A study posted in the September volume of the journal Preventing Chronic Disease finds that working in one’s 60s and 70s is associated with better physical and mental health. Keeping active and remaining socially engaged has also proven to lead to a longer, healthier life. And it’s no different for senior horses.
“However they start out, a growing number of horses today remain healthy, sound and athletically capable as they grow old. And many, even at advanced ages, are happy and productive in entirely new lines of work,” says Dee McVicker in a recent Equus Magazine article.
McVicker puts it well. A growing number of horses “are aging well, and as a result are able to change jobs rather than retire as the years pass.”
Because William Woods University horses are donated, many are older, and many have lived lives long before they’ve entered their Fulton home. Working and showing with students has been a career switch for some — an alternative to retiring.
“We are on the forefront of maintaining ‘senior’ horses,” says Karen Pautz, William Woods University Assistant Professor, “Since most of our school horses are older, we’ve learned so many practical ways to keep them happy and healthy.”
“Our older schoolmasters bring experience — and often wisdom — which is so valuable to our students’ equestrian education. The skills the students develop with the experienced horses can then be transferred to young or challenging horses.”
“In addition, the horses seem to like it. They have regular, consistent training under expert supervision in excellent footing, but might not have to work as intensely as they did during their earlier careers.
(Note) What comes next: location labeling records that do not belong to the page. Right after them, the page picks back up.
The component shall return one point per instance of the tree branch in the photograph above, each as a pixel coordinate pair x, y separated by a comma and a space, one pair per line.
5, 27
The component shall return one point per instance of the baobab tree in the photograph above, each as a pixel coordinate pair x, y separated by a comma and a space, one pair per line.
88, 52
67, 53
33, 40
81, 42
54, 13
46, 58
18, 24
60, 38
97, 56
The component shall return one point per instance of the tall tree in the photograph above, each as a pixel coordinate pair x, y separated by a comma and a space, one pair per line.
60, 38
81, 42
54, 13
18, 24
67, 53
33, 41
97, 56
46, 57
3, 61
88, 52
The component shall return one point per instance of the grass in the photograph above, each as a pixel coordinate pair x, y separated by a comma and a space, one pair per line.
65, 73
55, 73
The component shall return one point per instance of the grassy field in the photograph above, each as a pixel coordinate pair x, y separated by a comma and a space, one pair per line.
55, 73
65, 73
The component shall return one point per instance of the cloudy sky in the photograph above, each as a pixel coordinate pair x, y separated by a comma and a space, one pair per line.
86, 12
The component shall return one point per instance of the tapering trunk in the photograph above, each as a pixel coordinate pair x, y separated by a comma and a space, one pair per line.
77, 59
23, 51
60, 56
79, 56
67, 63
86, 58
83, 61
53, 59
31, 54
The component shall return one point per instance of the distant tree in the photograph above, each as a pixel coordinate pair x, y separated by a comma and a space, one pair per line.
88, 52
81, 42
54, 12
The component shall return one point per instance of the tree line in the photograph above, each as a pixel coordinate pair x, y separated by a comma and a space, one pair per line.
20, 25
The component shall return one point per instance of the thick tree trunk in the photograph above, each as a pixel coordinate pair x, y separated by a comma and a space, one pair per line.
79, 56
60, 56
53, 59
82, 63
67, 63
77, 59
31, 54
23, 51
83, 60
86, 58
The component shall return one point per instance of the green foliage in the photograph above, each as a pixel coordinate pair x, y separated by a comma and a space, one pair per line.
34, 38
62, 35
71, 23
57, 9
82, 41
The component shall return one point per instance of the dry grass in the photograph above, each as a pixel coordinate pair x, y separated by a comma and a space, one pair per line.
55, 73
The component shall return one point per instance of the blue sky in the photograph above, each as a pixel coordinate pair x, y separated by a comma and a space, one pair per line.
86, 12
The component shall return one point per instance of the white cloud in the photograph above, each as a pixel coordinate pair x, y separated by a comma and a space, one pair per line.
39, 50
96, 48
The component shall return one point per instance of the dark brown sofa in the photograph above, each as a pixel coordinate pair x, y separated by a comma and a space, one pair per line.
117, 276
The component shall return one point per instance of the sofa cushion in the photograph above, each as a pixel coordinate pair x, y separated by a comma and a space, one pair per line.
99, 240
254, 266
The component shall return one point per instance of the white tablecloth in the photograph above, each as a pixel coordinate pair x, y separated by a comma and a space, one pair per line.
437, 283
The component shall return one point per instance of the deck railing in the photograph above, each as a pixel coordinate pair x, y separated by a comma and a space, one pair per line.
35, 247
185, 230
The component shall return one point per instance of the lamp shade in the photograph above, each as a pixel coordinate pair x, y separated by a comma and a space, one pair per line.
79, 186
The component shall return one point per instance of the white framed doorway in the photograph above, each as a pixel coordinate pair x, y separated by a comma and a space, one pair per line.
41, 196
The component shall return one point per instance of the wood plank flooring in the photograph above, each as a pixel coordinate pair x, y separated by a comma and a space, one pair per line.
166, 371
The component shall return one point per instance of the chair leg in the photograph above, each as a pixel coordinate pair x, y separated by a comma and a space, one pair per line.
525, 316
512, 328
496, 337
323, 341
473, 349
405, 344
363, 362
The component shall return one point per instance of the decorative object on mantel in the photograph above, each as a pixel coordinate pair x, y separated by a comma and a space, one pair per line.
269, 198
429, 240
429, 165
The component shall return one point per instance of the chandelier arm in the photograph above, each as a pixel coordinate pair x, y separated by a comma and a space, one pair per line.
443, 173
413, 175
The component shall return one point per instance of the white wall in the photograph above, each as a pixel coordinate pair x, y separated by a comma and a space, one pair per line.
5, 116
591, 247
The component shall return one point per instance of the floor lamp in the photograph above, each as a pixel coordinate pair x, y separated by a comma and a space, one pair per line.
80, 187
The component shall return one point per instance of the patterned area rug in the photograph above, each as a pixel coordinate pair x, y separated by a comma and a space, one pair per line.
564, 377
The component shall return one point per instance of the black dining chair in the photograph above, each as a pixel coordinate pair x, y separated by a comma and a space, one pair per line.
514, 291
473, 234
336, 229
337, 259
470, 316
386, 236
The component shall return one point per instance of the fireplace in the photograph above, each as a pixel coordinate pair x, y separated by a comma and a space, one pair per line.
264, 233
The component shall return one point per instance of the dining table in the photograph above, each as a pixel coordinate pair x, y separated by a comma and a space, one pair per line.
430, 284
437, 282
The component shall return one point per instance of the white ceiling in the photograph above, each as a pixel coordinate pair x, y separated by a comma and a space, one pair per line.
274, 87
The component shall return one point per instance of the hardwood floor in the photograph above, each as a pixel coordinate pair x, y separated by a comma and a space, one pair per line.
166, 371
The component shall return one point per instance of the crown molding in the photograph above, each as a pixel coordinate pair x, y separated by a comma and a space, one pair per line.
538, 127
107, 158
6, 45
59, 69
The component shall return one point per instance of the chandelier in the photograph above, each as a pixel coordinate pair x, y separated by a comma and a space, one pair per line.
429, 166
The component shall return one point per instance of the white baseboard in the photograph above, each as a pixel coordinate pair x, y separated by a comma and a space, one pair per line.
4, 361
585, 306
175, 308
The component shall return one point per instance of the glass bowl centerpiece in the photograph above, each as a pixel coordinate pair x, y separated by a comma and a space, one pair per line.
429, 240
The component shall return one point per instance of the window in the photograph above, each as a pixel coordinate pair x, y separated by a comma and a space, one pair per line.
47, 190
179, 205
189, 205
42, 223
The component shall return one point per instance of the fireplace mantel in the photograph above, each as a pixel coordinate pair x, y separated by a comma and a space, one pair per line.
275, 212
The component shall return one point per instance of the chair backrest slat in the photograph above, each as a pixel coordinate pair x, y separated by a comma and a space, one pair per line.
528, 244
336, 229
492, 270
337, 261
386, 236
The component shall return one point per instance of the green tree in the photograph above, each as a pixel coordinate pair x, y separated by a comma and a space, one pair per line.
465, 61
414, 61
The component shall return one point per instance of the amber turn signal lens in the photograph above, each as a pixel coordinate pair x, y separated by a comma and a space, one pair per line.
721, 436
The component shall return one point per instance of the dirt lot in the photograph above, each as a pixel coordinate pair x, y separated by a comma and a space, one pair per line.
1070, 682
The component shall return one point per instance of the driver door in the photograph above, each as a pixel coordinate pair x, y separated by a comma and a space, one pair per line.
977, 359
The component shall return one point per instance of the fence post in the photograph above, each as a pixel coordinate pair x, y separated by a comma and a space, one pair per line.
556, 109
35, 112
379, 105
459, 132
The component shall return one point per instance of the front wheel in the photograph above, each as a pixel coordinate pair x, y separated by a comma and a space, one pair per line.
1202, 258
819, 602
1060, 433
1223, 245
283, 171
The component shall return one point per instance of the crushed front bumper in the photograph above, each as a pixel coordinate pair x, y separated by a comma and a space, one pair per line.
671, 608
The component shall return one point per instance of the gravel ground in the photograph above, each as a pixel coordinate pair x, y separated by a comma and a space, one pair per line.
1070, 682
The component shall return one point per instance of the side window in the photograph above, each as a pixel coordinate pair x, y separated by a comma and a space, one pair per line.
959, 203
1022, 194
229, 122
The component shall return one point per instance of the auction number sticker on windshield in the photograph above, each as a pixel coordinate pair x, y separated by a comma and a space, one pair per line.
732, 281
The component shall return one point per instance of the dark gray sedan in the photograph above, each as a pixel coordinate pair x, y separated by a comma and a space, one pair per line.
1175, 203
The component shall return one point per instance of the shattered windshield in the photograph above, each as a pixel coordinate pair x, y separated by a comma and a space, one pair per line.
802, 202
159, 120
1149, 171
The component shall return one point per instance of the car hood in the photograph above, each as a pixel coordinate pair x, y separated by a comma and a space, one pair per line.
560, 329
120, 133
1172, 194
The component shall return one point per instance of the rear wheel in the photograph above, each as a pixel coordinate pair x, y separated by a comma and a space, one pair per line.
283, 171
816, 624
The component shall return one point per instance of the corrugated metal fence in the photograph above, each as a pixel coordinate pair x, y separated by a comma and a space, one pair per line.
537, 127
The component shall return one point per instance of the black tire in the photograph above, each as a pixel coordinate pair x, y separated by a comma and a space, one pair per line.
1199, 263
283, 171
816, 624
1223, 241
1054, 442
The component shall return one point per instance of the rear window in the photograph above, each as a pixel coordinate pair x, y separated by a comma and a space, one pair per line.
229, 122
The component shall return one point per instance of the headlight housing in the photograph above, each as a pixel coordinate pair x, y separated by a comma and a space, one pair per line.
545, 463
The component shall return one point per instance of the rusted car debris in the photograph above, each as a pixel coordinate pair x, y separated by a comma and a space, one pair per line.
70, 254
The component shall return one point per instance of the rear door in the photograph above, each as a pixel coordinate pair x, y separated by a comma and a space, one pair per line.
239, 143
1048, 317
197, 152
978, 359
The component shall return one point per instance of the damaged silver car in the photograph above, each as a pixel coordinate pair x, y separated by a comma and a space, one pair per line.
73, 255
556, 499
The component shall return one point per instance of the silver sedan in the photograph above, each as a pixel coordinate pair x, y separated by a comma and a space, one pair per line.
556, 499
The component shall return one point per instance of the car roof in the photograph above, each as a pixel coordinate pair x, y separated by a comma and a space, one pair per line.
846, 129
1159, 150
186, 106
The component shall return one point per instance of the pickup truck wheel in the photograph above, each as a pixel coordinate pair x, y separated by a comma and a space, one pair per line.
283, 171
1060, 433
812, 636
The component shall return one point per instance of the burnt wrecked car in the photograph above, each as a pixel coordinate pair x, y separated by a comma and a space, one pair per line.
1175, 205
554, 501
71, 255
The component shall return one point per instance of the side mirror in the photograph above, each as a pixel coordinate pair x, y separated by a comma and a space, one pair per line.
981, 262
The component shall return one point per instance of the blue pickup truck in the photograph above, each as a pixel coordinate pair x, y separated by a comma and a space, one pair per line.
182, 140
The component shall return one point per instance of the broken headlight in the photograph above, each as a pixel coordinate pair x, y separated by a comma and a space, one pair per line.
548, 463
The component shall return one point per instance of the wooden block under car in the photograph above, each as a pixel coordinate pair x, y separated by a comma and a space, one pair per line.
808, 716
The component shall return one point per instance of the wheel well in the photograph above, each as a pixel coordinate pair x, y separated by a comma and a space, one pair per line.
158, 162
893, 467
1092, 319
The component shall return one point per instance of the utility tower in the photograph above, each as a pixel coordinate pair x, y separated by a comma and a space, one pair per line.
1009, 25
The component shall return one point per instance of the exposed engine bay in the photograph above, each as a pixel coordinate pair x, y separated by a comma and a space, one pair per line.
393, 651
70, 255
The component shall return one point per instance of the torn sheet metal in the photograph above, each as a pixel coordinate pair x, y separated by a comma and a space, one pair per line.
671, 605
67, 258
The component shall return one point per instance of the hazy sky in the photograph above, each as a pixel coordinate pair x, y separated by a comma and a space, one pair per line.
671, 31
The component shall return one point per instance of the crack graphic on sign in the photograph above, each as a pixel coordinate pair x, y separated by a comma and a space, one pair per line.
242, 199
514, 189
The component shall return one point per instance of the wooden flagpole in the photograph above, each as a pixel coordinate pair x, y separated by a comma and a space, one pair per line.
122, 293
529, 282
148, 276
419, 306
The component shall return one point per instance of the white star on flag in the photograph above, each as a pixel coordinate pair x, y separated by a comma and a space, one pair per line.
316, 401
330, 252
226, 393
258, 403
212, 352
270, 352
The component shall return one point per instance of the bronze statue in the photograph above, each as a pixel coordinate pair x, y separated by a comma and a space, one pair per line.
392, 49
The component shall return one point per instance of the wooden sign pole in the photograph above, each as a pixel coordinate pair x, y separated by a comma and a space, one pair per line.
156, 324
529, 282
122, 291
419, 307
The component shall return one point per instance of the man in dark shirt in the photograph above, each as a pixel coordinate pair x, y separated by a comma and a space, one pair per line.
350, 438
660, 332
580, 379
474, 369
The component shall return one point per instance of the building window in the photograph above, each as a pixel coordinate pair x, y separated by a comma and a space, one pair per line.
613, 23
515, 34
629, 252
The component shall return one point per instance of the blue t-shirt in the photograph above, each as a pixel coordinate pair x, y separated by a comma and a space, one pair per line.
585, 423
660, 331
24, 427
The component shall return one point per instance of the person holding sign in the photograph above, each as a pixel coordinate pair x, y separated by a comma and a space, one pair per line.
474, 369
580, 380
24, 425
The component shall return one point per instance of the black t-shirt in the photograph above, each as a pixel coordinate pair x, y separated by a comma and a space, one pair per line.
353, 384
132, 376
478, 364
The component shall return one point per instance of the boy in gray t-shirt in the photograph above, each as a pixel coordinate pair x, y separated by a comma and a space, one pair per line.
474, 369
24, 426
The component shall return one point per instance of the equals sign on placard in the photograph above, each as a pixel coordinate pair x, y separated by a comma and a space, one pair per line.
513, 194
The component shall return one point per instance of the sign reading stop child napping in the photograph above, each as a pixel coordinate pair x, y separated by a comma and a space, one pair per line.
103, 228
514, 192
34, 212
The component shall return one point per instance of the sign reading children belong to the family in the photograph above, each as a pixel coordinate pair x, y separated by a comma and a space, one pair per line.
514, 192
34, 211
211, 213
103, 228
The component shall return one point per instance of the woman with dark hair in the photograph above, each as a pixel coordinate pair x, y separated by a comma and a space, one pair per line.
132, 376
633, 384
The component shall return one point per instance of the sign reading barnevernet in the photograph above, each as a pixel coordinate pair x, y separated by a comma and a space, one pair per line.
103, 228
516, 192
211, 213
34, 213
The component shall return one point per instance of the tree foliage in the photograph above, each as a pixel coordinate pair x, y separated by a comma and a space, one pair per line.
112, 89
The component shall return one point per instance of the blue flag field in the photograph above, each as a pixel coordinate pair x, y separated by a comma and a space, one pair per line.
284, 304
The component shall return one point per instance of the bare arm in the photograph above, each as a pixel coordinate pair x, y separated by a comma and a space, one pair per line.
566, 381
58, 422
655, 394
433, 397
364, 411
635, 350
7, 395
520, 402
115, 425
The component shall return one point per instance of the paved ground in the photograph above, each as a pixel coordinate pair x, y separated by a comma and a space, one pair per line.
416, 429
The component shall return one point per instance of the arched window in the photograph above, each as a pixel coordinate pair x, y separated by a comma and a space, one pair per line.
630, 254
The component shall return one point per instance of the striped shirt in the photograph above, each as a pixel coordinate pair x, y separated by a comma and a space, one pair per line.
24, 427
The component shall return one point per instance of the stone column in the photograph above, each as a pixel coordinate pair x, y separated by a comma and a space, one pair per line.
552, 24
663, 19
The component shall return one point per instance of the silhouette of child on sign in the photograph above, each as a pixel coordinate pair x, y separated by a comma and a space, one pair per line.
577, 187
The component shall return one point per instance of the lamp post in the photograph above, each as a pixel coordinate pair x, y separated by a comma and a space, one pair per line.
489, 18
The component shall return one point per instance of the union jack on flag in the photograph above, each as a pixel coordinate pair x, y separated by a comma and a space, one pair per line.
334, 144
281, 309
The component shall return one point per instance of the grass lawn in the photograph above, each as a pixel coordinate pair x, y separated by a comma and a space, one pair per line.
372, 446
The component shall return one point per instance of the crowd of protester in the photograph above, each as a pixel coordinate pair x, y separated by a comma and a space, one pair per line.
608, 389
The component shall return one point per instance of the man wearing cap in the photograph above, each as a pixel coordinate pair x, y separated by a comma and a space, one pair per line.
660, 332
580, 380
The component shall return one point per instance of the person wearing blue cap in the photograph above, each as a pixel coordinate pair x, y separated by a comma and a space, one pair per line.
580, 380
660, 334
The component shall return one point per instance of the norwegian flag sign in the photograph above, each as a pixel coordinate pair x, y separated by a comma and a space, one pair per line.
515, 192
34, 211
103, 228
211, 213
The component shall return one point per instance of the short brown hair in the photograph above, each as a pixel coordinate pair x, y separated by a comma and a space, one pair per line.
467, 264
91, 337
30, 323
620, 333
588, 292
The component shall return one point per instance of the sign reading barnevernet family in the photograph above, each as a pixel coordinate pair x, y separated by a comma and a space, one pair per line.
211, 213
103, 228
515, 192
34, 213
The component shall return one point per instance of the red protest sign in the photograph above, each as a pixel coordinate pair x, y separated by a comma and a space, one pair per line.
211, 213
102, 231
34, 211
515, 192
They stay sound and happy while introducing the subtleties of advanced work to a new generation of riders,” Pautz said.
William Woods University Equestrian students are in a unique position to work with older horses as they change careers — caring for their health, receiving attention every day, and remaining active long into their years.
Last March, the Look into Equestrian Studies blog wrote about Horse Gerontology and the many advances happening in keeping an aging horse healthy. Other things to take into consideration when a horse is taking a career change includes finding a new career match that takes into account temperament, training and experience, as well as exposure to different environments.
Every undergraduate equestrian major at William Woods University includes hands-on work with horses of every age. Bachelor of Science in Equine Administration students take courses like EQA 305 – Techniques of Facility Management and various Horse Management courses where students learn to take into consideration factors such as the ages of a facility’s horses, costs associated and keeping aging horses healthy and active for longer, happier lives.